Gare à la pensée magique et à l’idée de Duhaime d’abolir la «taxe carbone»


Karine Gagnon
Abolir le marché du carbone au Québec, comme le propose Éric Duhaime, représente la pire des options, et ce, pour plusieurs raisons. Sauf que le gouvernement a quand même la possibilité d’agir pour alléger le fardeau des contribuables.
Prêt à tout pour être élu dans Arthabaska, le chef du Parti conservateur du Québec s’est jeté sur l’abandon de la «taxe carbone» au Québec sans y avoir trop réfléchi, visiblement.
Mais ce n’est pas pour rien que les partis représentés à l’Assemblée nationale rejettent à l’unanimité cette idée facile.
C’est parce qu’elle équivaudrait à anéantir un système de marché ou de bourse très sophistiqué, dans lequel le Québec a investi énormément et qui fonctionne bien, comme l’explique Patrick Gonzalez, professeur agrégé au Département d’économique de l’Université Laval.
Ce genre de système laisse en effet plus de choix aux entreprises pour s’organiser comme elles le souhaitent. Il a aussi fait ses preuves: c’est une bourse du genre qui a permis de régler la problématique des pluies acides, dans les années 1980.
À l’origine, M. Gonzalez avait tout de même critiqué le caractère lourd et complexe du système choisi par le Québec. Sauf que maintenant qu’il est en place, et voyant les résultats, il considère que «c’est une belle machine et que ce serait idiot de la scrapper (...) C’est l’équivalent d’un changement de système de chauffage qu’on a remplacé», illustre-t-il.
Marge de manœuvre
Au Québec, contrairement à la taxe carbone que vient d’abandonner le Canada, on a en effet opté pour un système de plafonnement et d’échange de droits d’émission de gaz à effet de serre (SPEDE). Celui-ci est lié, depuis 2014, au marché de la Californie.
Dans tous les cas, l’objectif consiste à lutter contre les changements climatiques en incitant les entreprises à réduire leurs émissions de GES, qui peuvent refiler une partie de la facture aux consommateurs.
Rien n’empêcherait cependant le gouvernement du Québec de décider de fixer des objectifs moins ambitieux en matière de réduction des GES. En d’autres termes, il serait possible de moduler le système. «Si les gens trouvent qu’on fait trop d’efforts ou qu’on paie trop cher, le ministre a toute la latitude pour faire ça», confirme le professeur Gonzalez.
On pourrait aussi très bien revoir la façon de dépenser les milliards de dollars qui sont générés par le SPEDE. «C’est là-dessus qu’il devrait y avoir un plus gros débat», considère le professeur Gonzalez, qui serait favorable à l’idée de remettre ces fonds au public.
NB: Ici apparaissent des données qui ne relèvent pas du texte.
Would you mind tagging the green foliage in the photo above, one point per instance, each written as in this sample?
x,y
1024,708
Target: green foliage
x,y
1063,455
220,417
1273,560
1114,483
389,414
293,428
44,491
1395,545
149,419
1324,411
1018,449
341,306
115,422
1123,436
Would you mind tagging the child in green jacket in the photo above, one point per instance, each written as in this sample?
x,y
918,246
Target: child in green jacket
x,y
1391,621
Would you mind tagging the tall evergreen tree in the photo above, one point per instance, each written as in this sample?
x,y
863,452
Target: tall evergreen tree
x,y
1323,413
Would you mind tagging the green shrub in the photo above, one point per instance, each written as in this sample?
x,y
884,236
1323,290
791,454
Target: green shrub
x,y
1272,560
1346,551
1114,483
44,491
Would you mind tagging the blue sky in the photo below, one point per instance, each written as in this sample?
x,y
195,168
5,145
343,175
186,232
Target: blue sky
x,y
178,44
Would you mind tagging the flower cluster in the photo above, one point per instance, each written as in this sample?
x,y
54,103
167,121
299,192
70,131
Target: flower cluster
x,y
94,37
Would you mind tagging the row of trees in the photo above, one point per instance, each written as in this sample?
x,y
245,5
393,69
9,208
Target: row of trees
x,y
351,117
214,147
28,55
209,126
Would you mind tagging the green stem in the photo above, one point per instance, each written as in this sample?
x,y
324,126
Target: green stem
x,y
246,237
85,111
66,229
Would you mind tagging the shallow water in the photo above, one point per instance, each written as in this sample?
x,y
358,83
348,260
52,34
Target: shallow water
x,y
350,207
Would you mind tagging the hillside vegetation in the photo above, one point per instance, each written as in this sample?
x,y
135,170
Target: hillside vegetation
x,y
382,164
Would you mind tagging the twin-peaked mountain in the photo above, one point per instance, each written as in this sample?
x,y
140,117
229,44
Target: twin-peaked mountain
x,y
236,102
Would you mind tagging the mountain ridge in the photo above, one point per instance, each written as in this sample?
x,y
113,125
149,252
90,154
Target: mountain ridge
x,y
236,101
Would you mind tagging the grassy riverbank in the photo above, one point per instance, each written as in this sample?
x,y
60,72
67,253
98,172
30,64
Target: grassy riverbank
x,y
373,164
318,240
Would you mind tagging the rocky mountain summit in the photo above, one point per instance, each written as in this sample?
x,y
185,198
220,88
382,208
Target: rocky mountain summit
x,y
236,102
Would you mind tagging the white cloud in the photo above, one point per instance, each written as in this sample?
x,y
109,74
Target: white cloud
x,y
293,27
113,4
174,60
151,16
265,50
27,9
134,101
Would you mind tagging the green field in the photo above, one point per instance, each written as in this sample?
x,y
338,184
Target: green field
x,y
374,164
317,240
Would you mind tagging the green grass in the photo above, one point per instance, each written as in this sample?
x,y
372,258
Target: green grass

Et si les gens trouvent qu’ils paient trop cher l’essence, il y aurait moyen d’agir sur la taxe sur le carburant, qui est pas mal plus élevée que la taxe carbone. Mais c’est un autre débat.
Injuste pour le Québec
Il serait par ailleurs injuste et inapproprié que le Québec demeure la seule province à faire des efforts. Là-dessus, Duhaime marque un point.
Après son élection, le premier ministre Mark Carney a annoncé l’abandon de ce qui avait été mis en place au Canada. Ce geste politique faisait écho à Pierre Poilievre et son «axe the taxe». L’argent retournait pourtant dans les poches des contribuables, ce qui a été très mal expliqué.
Mais considérant que, dans tous les pays développés, des mécanismes pour réguler le carbone existent, Carney devra arriver avec une autre proposition, et plus tôt que tard.